Further, the reference dataset used in this study is from a fixed VL, which also has a systematic error compared to a cup anemometer, as reported in our previous paper [10]. Thus, if the FLS TI is corrected by the algorithm proposed in this study, it is considered equivalent only to that of a fixed VL (more precisely Windcube V2.1) but not to that of a cup anemometer. In addition, if a different VL model, e.g., ZX300M, a continuous-wave VL, is used instead of Windcube as a reference fixed VL, different relationship and correction factors may be obtained. Furthermore, the dependence of the VL-measured TI on the measurement height is yet to be investigated. For FLSs, the amplified motion at larger measurement heights in addition to an increase in scan volume also needs to be investigated. These complexities should be addressed.
Despite the above limitations, the proposed motion compensation is rather simple to use and may be applied to any FLS dataset collected in the past by one of the VLs used in this study, as it requires only a gyro sensor to quantify the motion, without a physical upgrade to the FLS unit.

5. Conclusions

In this study, we investigated the performance of TI measurement by FLS and a motion compensation algorithm using four independent FLSs on three buoys with different motion characteristics. The obtained results can be summarized as follows.
The motion of the buoy and its response to environmental conditions, which are primarily wave height, period, and wind speed, are dependent on the shape and dimension of the buoy. A smaller buoy has a higher sensitivity to the wave, while a larger buoy has a low sensitivity.

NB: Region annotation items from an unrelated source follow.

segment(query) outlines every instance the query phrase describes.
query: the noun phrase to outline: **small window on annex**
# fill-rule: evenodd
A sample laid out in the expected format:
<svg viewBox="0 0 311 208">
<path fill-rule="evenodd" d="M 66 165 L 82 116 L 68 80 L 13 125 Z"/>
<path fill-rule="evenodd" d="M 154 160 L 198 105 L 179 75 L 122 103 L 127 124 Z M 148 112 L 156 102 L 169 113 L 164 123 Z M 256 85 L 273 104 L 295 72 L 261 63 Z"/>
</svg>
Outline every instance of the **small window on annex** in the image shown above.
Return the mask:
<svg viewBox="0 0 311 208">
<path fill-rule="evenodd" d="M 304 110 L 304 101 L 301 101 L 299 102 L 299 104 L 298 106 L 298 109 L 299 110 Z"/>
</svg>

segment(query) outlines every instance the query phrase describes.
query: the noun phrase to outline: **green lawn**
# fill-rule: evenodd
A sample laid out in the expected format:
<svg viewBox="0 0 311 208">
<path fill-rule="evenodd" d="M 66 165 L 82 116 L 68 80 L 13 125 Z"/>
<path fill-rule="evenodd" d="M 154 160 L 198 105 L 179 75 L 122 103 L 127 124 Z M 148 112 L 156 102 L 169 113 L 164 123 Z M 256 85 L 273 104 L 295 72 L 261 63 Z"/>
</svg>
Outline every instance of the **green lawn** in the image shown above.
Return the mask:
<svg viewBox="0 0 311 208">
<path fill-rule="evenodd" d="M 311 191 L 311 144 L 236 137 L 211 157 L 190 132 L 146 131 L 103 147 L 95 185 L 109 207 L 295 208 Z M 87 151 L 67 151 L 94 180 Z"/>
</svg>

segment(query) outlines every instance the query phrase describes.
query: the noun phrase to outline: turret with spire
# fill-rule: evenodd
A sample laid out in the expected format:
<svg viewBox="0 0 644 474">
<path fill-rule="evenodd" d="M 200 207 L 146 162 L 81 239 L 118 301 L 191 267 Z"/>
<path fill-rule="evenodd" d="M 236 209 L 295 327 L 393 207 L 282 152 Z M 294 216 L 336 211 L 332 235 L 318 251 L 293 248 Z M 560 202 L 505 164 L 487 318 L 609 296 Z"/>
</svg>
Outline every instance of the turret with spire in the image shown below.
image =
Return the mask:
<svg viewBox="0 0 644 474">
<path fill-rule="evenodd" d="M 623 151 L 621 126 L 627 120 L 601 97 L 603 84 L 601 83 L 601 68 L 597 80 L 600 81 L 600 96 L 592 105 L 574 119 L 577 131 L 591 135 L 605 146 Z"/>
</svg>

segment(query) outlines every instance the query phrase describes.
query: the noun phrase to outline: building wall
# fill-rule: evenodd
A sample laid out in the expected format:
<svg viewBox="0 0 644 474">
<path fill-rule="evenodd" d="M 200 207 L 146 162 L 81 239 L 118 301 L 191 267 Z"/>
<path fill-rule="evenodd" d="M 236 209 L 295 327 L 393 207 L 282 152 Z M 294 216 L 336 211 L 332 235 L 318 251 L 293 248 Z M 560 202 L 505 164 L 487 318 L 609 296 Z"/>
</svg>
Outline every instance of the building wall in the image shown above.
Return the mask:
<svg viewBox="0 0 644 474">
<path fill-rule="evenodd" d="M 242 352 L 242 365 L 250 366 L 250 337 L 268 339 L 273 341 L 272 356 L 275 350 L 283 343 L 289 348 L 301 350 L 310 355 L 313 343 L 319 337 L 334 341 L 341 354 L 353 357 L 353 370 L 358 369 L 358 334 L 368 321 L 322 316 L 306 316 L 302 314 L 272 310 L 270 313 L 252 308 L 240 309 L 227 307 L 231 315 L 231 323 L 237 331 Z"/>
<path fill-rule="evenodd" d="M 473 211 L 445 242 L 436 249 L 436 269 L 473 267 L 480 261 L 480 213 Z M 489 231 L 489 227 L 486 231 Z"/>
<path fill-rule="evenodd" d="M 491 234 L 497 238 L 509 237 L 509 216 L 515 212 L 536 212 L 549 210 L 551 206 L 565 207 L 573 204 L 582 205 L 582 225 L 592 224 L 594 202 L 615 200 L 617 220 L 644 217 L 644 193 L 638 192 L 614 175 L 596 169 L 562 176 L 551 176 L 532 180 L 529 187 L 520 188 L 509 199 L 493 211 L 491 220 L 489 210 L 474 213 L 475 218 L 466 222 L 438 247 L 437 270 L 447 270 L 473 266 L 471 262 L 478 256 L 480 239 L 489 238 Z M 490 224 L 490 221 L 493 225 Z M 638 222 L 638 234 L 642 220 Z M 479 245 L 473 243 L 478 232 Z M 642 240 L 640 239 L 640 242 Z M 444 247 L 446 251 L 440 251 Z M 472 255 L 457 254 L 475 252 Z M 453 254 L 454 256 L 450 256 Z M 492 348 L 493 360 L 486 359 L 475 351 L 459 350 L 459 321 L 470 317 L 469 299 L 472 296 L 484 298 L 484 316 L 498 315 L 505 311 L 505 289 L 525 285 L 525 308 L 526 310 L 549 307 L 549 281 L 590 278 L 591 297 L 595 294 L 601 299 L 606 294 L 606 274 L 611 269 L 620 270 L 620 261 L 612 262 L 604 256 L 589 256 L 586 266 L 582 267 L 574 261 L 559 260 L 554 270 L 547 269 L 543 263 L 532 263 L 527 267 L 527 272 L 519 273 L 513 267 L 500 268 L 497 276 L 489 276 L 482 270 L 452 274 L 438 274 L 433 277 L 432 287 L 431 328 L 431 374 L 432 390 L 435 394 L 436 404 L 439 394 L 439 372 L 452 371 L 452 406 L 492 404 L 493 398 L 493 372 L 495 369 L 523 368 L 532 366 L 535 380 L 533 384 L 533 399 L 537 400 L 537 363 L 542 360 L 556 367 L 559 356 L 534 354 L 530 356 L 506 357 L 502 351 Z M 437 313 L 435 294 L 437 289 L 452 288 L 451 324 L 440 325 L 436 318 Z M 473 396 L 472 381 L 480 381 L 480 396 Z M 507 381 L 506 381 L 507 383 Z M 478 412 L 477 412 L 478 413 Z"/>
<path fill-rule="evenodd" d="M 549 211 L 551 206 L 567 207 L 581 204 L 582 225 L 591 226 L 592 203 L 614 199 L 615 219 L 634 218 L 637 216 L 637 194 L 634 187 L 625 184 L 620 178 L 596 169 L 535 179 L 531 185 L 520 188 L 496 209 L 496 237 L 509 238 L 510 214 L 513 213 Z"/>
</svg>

The significant tilt angle θ α , 1 / 3 introduced in this study successfully quantifies the motion of the buoy regardless of the buoy’s shape and dimension.
The raw TI measurement by FLS has a poor accuracy against a fixed VL owing to the buoy motion causing the overestimation of TI. Particularly, for a smaller buoy (e.g., FZX), the magnitude of the overestimation is significantly larger than that on a larger buoy with less motion (i.e., MIA).
A clear correlation was obtained between the significant tilt angle θ α , 1 / 3 and error in the standard deviation of wind speed, which suggests that the motion of the buoy has a primary role in the determination of the expected error of the turbulence measurement by FLS. Moreover, it was confirmed that if the VL is the same, there is a similar relationship between the tilt angle and error, even mounted on different buoys (e.g., FZX and AZX). This implies that the correction factor may be VL-specific regardless of the buoy on which the VL unit is mounted. The corrected TI is comparable to that of a fixed VL, which supports the above statements.
Further assessments shall be carried out to better understand the contribution of the measurement height and other environmental conditions to the error of the turbulence measurement by FLS. The ultimate goal is to obtain the correction factors that can be applied globally to any type of FLS.

Author Contributions

Conceptualization, S.U. and T.O.; methodology, S.U.; validation, T.O.; for-mal analysis, S.U.; data curation, H.A., M.K., T.M., R.A. and K.H.; investigation, H.A., M.K., T.M., R.A. and K.H.; writing—original draft preparation, S.U.; writing—review and editing, T.O., H.A., M.K., T.M., R.A. and K.H.; visualization, S.U.; supervision, T.O.; project administration, T.O.; funding acquisition, T.O. and M.K. All authors have read and agreed to the published version of the manuscript.

Funding

This research was funded by the New Energy and Industrial Technology Development Organization (NEDO), Japan (grant number JPNP07015).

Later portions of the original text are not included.